Gonionota dissita

Scientific classification
- Domain: Eukaryota
- Kingdom: Animalia
- Phylum: Arthropoda
- Class: Insecta
- Order: Lepidoptera
- Family: Depressariidae
- Genus: Gonionota
- Species: G. dissita
- Binomial name: Gonionota dissita Clarke, 1964

= Gonionota dissita =

- Authority: Clarke, 1964

Species of moth

Gonionota dissita is a moth in the family Depressariidae. It was described by Clarke in 1964. It is found in Trinidad.

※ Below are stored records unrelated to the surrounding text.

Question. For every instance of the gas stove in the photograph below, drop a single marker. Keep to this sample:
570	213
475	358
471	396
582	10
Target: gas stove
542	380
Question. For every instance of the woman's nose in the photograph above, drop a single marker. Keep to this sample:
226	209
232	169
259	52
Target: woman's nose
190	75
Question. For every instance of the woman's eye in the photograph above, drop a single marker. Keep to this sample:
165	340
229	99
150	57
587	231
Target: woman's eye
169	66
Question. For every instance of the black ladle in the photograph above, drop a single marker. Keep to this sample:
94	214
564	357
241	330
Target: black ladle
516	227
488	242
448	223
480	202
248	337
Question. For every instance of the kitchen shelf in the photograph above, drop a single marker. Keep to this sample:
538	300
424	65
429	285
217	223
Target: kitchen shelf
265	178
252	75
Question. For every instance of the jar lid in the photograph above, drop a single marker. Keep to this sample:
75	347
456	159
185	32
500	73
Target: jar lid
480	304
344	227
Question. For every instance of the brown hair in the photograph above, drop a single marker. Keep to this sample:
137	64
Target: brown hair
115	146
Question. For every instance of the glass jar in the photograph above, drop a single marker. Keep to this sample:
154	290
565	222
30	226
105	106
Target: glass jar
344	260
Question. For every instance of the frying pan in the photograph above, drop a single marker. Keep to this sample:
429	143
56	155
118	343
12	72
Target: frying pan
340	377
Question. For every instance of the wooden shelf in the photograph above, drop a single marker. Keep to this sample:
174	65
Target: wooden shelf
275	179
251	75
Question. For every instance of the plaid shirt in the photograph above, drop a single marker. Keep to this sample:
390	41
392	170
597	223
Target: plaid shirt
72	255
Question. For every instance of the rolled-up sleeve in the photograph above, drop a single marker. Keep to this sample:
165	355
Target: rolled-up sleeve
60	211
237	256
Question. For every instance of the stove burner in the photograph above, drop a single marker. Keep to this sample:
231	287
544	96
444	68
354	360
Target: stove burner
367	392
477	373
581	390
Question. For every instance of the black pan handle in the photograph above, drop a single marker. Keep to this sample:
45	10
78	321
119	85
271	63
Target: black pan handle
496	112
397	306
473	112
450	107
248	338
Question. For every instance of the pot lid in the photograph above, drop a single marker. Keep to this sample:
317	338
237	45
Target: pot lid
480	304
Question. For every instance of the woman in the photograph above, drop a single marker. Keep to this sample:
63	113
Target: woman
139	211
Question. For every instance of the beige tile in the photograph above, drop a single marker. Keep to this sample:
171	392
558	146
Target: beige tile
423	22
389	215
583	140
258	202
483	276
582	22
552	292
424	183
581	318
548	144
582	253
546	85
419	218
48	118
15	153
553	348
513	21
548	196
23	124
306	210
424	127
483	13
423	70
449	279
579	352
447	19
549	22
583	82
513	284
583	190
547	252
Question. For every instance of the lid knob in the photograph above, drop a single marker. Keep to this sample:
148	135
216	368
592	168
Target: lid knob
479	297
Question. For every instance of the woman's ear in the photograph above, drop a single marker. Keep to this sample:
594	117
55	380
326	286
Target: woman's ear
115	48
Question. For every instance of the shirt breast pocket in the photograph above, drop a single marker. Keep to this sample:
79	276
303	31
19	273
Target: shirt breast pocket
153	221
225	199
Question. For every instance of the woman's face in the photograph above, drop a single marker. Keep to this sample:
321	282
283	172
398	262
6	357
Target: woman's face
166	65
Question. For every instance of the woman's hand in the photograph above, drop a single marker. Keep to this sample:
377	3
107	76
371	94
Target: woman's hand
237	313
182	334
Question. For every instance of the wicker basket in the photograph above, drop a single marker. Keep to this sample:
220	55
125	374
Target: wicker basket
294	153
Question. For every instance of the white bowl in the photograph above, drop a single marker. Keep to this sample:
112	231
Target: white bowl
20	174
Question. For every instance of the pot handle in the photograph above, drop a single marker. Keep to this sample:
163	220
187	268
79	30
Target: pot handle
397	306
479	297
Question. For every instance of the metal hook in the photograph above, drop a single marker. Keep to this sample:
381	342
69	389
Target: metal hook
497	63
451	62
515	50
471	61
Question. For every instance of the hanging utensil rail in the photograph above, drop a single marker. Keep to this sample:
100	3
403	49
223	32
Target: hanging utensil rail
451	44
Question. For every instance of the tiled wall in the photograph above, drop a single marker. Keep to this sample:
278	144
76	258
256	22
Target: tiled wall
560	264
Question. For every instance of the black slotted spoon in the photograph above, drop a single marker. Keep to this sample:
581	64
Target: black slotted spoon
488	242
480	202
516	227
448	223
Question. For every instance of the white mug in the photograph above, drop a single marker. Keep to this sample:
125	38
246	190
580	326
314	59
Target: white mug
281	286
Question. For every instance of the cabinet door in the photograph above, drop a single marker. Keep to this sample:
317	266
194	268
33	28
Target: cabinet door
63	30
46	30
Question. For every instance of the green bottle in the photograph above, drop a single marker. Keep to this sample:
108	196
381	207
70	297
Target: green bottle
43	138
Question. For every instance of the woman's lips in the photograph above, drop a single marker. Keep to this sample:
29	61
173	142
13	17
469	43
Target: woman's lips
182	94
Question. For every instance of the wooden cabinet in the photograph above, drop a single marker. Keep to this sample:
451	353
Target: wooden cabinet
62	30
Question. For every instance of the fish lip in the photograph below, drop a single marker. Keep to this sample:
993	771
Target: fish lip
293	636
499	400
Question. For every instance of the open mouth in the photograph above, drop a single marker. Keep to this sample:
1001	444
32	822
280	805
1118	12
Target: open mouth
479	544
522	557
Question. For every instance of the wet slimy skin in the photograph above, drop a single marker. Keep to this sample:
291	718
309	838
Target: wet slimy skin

The wingspan is 20–22 mm. The forewings are brown, blotched dorsally with fuscous. The base, to two-fifths of the costa and the dorsal fourth are buff yellow strongly mixed with reddish ochreous and the outer margin of the basal patch is irregularly oblique, the costal margin shaded with brown. From the costal two-fifths an oblique, narrow blotch, the same color as the basal patch, extends to the end of the cell and terminates in a small white dot. The basal and outer light areas are separated by an arm of ground color. In the cell, at about two-fifths, a fuscous spot is found and there is an indistinct row of fuscous spots parallel to termen from the costa to the tornus, at about the outer fifth. At the apical fourth, on the costa, a prominent, narrow triangular white streak bordered on its inner margin with reddish ocherous and followed by white scaling, runs to the apex. The hindwings are brownish but much paler basally.